Part 5

107 8 2
                                    

"Lu masih hutang penjelasan loh sama kita," ungkap Ana saat ia bersama Melly dan Karin berada di halaman sekolah. Mereka duduk di kursi di bawah pohon.

"Penjelasan apalagi?" tanya Melly setelah menutup novel yang tadi ia baca.

"Lu belum cerita detail soal hubungan lu sama Kevin dan Rian. Waktu itu lu cuma bilang kalo lu mantannya Rian. Terus lu gak jelasin lagi."

Melly menghela nafasnya. Memang sulit menghindari rasa penasaran teman-temannya ini. Kalau sudah mau tahu sesuatu, segala hal akan dilakukan. Seolah mereka akan kelaparan kalau tidak mendapat jawaban memuaskan.

"Oke, gue cerita."

Ana dan Karin nampak semangat. Mereka mengatur duduk untuk lebih nyaman lagi.
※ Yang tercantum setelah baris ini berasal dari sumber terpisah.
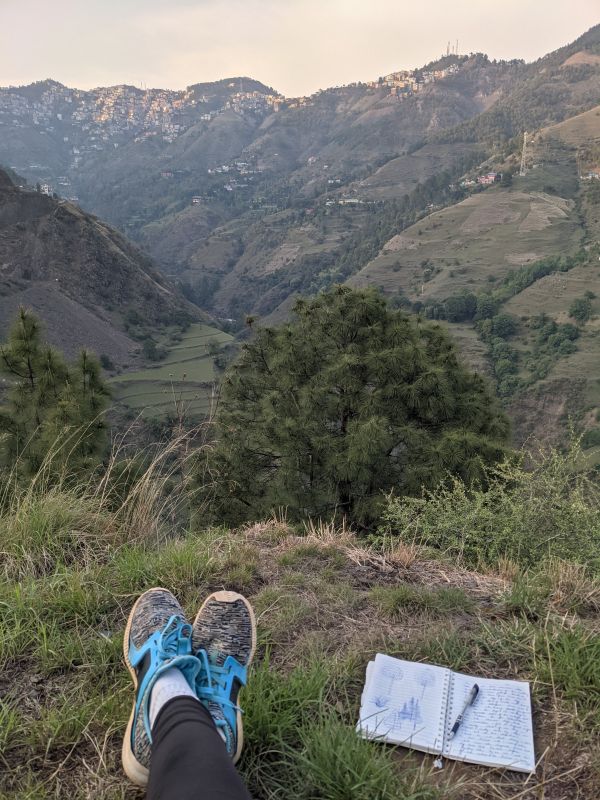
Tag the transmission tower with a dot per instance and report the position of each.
(523, 169)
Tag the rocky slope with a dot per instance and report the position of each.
(84, 278)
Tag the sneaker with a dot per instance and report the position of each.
(157, 637)
(224, 639)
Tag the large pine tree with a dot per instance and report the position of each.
(49, 406)
(350, 399)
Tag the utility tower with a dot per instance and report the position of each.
(523, 169)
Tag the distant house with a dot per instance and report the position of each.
(489, 178)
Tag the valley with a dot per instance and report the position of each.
(247, 200)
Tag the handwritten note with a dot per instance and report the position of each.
(497, 728)
(416, 705)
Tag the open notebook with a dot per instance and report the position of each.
(416, 705)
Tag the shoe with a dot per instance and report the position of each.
(157, 637)
(224, 639)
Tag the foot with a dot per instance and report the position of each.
(157, 637)
(224, 639)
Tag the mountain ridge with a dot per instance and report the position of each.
(83, 277)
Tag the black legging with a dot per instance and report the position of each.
(189, 759)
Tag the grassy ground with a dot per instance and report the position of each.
(185, 378)
(74, 562)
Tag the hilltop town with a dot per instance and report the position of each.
(83, 124)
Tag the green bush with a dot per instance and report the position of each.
(520, 515)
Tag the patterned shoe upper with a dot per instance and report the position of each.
(223, 638)
(159, 638)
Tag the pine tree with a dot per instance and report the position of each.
(349, 400)
(49, 406)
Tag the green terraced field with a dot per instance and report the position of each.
(186, 377)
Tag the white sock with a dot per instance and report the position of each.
(169, 685)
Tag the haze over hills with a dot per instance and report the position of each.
(247, 199)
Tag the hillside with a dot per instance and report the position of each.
(247, 198)
(326, 602)
(499, 243)
(90, 285)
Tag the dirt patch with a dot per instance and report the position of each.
(543, 211)
(283, 255)
(400, 242)
(539, 414)
(582, 57)
(69, 326)
(486, 216)
(522, 258)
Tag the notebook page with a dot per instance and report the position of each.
(497, 730)
(404, 703)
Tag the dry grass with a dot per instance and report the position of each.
(325, 603)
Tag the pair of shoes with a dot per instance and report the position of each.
(213, 655)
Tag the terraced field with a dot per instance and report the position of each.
(475, 243)
(184, 380)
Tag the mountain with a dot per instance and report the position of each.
(91, 286)
(247, 199)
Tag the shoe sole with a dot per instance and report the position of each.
(230, 597)
(135, 771)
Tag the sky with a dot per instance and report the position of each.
(296, 46)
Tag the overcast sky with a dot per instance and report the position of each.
(297, 46)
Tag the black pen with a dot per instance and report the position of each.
(468, 702)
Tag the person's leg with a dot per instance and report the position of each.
(189, 758)
(183, 735)
(157, 648)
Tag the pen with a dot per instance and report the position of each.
(468, 702)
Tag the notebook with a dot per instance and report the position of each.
(415, 705)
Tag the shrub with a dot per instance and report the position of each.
(520, 515)
(581, 309)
"Jadi...emang bener gue itu mantannya Rian. Tapi waktu masih SMP sih. Kelas 2 gitu."

Melly memulai ceritanya. Ana menyambar. "Kelas 2 SMP?"

"Yup. Jadi dulu gue naksir sama dia karena emang anaknya ganteng, baik lagi. Dan karena gue orangnya blak-blakan alias gak tau malu, gue nembak dia," kata Melly dengan tawa lebarnya. Kalau diingat sekarang, rasanya memalukan sekali kelakuannya dulu.

"HA??" Ana dan Karin terkejut.

"Serius??? Terus diterima?"

"Iyalah. Rian terima gue dan kita jadian deh. Tapi ya gimana. Namanya juga anak SMP. Masih cinta monyet. Apa sih yang bisa dilakuin anak SMP? Pacarannya juga gak jelas. Gue lama-lama ngerasa aktif sendiri dan Riannya terima-terima aja. Jadi dibulan ke empat, gue putusin dia."

Ana dan Karin semakin terkejut. "Lu putusin seorang Rian Ardianto?"

"Iya. Tapi kita gak musuhan setelah itu. Kita berteman biasa aja."

"Terus gimana ceritanya sekarang kalian jadi deket? Gak canggung gitu?" tanya Karin.

Melly tersenyum. "Seperti yang gue bilang tadi. Itu cuma cinta monyet ala anak SMP, jadi gak perlu sampai menjauh atau gimana-gimana. Nah, gue sama Kevin sebelumnya emang udah temen akrab. Terus Kevin sama Rian jadi pasangan buat ikut pertandingan bulutangkis antar sekolah. Karena Kevin yang lama-lama sering bareng Rian, akhirnya gue jadi akrab lagi sama dia dan kita berteman sampai sekarang."

Ana dan Karin mengangguk paham. Jadi begitu ceritanya.

"Gue kok iri ya sama lu bisa deket sama mereka. Lu gak berminat macarin salah satunya gitu?"

Melly memukul kepala Karin pelan dengan novelnya. "Ngawur. Gue udah anggap mereka kakak gue. Yakali kita pacaran."

Melly memang sudah menganggap Kevin dan Rian seperti saudara. Kevin adalah tipe kakak yang menyebalkan, yang kehadirannya hanya untuk diajak ribut. Sedangkan Rian adalah tipe kakak yang mengayomi. Kalau ia ada masalah, larinya ke Rian. Ia akan dapat ketenangan. Kalau ia ingin cari hiburan, ia tinggal ajak ribut Kevin.

Karin tersenyum. ia kembali bertanya, "Terus Kevin itu aslinya gimana sih? Apa emang secuek itu?"

Melly sebenarnya malas cerita lagi. Tapi mana bisa ia terbebas dari rasa penasaran teman-temannya.

"Kalo Kevin...dia itu..."

"Gue kenapa?"

Melly terdiam. Kevin tahu-tahu sudah ada di depannya dengan tangan melipat didada. Ana dan Karin tersenyum kikuk.

"Gue kenapa?" tanya Kevin sekali lagi.

"Oh...itu...gak. Gue tadi mau cerita kalo lu itu aslinya baik, rajin, seru, terus..."

Kevin memutar bola matanya malas. "Alesan, udah sini uang lu mana! Gue mau pinjem."

Melly seketika bingung. "Pinjem uang? Dompet lu yang tebal itu kemana?"